Finding the delicate balance between tradition and innovation.
A friend who recently returned from China remarked that the country reflects the past, present, and future, all at the same time. In smog-choked Beijing, where the 15th-century Temple of Heaven is still a beloved and much-visited oasis, the eye-popping, epic-scale works of contemporary architecture—the CCTV headquarters by OMA, the Bird’s Nest by Herzog & de Meuron—announce that the future is already here.
But the latest Pritzker laureate, Chinese architect Wang Shu, has some issues with that future, and he used his platform during the award ceremony in Beijing a month ago to criticize the way his country has responded to economic growth, questioning the sweeping “demolition and new construction” in its rapidly expanding cities and the reliance on “gigantic and iconic architecture.” Citing Wang for architecture with a “strong sense of cultural continuity and reinvigorated tradition,” the Pritzker jury seemed to concur—though the prize has been awarded in the past to designers most famous for the kind of iconic buildings Wang decried. Some of those architects, including Frank Gehry, Zaha Hadid, and Jean Nouvel, were in the audience listening to Wang speak.
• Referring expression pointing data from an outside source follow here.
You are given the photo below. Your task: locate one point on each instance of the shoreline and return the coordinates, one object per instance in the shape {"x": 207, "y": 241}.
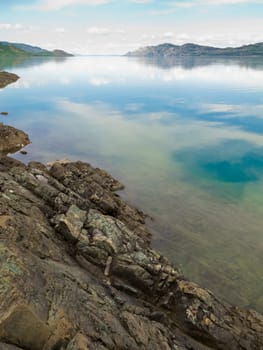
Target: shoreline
{"x": 78, "y": 271}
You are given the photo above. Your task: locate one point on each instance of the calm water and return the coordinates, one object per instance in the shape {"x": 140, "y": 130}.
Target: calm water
{"x": 185, "y": 137}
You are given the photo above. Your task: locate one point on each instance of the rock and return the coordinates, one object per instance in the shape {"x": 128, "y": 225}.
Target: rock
{"x": 23, "y": 328}
{"x": 11, "y": 139}
{"x": 78, "y": 274}
{"x": 70, "y": 225}
{"x": 7, "y": 78}
{"x": 79, "y": 342}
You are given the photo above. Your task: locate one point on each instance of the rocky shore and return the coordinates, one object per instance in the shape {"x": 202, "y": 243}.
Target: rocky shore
{"x": 7, "y": 78}
{"x": 78, "y": 271}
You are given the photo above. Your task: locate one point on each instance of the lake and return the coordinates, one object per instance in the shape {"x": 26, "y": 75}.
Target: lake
{"x": 186, "y": 139}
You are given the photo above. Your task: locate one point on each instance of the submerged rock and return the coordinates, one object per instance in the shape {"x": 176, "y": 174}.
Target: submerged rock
{"x": 7, "y": 78}
{"x": 78, "y": 272}
{"x": 11, "y": 139}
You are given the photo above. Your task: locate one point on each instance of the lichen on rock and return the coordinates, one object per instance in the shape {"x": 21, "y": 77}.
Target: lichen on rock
{"x": 78, "y": 272}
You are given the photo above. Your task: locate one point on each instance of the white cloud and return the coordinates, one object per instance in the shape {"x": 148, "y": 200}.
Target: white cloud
{"x": 8, "y": 26}
{"x": 188, "y": 4}
{"x": 51, "y": 5}
{"x": 98, "y": 30}
{"x": 60, "y": 30}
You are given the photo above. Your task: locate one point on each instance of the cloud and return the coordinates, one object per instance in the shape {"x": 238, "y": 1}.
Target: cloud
{"x": 98, "y": 30}
{"x": 188, "y": 4}
{"x": 60, "y": 30}
{"x": 54, "y": 5}
{"x": 51, "y": 5}
{"x": 8, "y": 26}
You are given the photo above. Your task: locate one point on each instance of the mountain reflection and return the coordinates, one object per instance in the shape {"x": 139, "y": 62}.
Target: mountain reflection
{"x": 191, "y": 62}
{"x": 9, "y": 62}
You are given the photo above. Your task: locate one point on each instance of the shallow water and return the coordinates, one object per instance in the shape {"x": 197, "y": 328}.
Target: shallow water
{"x": 185, "y": 137}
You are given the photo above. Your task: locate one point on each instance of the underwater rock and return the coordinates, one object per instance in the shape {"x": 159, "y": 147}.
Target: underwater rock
{"x": 78, "y": 272}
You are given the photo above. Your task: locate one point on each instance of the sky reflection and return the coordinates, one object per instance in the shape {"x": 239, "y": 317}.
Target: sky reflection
{"x": 187, "y": 143}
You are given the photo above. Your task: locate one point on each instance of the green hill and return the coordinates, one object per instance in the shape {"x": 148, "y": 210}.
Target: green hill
{"x": 170, "y": 50}
{"x": 16, "y": 49}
Traditional or radical? Those choices are fraught and usually complex. In Beijing, the destruction of hutongs—the narrow alleys lined with traditional courtyard houses—in favor of the soulless sprawl of high-rise apartment towers is a cultural loss, which Wang would understandably deplore. Yet as charming as those hutong houses might seem, most failed to provide such basic amenities as modern plumbing.
And the problems of housing China’s exploding urban population are on a scale never seen in human history. Architects are at the epicenter of these dilemmas and, at their best, try to navigate between respecting the past and embracing the future. Yet tensions over how to strike such a delicate balance keep cropping up.
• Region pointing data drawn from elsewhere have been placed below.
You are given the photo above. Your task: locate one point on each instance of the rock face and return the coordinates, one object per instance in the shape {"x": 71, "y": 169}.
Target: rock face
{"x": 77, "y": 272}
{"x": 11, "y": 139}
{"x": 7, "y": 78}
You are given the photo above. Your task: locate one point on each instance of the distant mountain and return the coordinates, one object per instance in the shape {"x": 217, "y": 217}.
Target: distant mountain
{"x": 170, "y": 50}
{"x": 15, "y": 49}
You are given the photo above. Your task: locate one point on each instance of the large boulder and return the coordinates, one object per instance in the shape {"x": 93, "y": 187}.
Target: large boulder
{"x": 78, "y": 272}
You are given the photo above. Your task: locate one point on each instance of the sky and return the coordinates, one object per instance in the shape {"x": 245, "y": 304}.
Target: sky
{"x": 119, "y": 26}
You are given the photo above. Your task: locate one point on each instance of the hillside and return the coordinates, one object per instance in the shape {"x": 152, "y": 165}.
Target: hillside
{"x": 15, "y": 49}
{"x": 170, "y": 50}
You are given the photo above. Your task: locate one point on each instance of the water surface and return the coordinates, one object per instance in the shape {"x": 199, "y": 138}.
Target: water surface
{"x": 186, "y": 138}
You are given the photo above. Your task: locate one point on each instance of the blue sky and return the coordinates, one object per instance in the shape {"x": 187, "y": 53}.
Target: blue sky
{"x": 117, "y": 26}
In Washington, D.C., those who favor traditional design are declaring a momentary victory in their opposition to the proposed Eisenhower Memorial designed by Gehry. The bipartisan Eisenhower Memorial Commission, which has unanimously supported the design, is now delaying the approval process. While some members of the Eisenhower family have expressed dissatisfaction with aspects of Gehry’s scheme, an organization called the National Civic Art Society wants to derail the design entirely. According to its website, the “Society will continue to seek the restoration of the classical tradition to its rightful primacy in our nation’s capital.” The memorial as planned, says the site, “would be an uncivil, brutal insult to the classical city envisioned by Pierre L’Enfant and our nation’s Founders.”
Interpreting our founders’ convictions as extending to 21st-century design is an astonishing exercise in fantasy; most of the founding fathers were radicals, at least in politics, in their day. But the leaders of the National Civic Art Society are clever at portraying themselves as the outliers now, terming their movement for classical architecture antielitist and the “new counterculture.”
In this issue of record, we showcase architecture that we think is antielitist, through the ingenious use of humble materials in projects that reflect artful mediation between tradition and innovation. In Cartagena, Spain—a onetime Roman port with a long history visible in its ancient amphitheater and centuries-old ramparts—a seaside congress center has been created almost entirely of gorgeously colorful plastic, in a form that echoes the shipping containers on neighboring wharves. And in another locale with Roman roots—Alise-Sainte-Reine, France—a drum-shaped building, cloaked in larch wood strips, commemorates the site as the place where Julius Caesar finally defeated the Gauls to expand his empire.
Between that distant past and an unknowable future, the present is always a good place to land. And while the greatest architecture conveys an aura of timelessness, it also reflects the authenticity of its own time and place.